For the third year in a row, Apple has been deemed the most environmentally friendly of the world’s major tech companies, according to a new report from environmental organization Greenpeace.
Apple, along with Google and Facebook — the other highest scorers in the report — made a pledge in 2012 to to transition to 100% renewable energy. Its new headquarters, which are currently under construction, will run completely on renewable energy, with an estimated 700,000 square feet of solar panels.
According to the report, Apple has “played a catalytic role within its IT supply chain, pushing other IT data center and cloud operators who help deliver pieces of Apple’s corner of the internet to follow their lead in powering their operations with renewable energy.”

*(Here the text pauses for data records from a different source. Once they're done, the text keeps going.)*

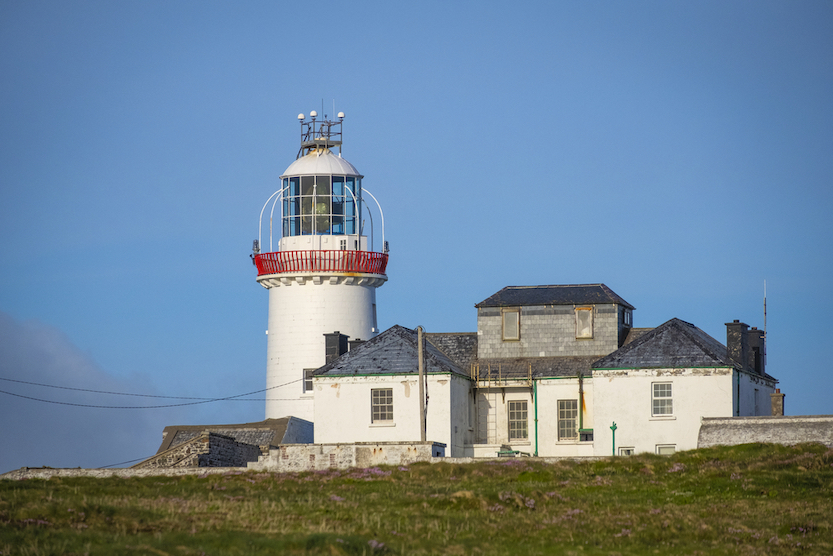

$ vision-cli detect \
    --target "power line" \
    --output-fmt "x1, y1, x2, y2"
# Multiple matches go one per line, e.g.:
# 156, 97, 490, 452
0, 378, 304, 409
0, 377, 218, 400
97, 456, 153, 469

Greenpeace has been measuring the energy performance of the information technology sector since 2009, and its newest report states that the organization has seen a significant increase in the degree to which the largest internet companies prioritize renewables.
According to the report, the energy footprint of the IT sector is currently estimated to account for 7% of global electricity. But since global internet traffic is expected to rise threefold by 2020 — and with it the sector’s energy footprint — company commitments to and plans for sustainability will become even more important.
Netflix, on the other hand, stood out with notably unimpressive scores. The report estimates that Netflix’s video streaming accounts for a third of internet traffic on North American networks, but the company received an overall grade of D, with Fs in three of five subcategories.
The report points out that Netflix has not given any public commitment to renewable energy, and that “unlike other major video streaming platforms such as Apple, Facebook, or Google, Netflix does not regularly provide energy consumption data, greenhouse gas emissions, or the actual energy mix of its global operations.”
The streaming company will have to make some changes if it wants a better grade next year.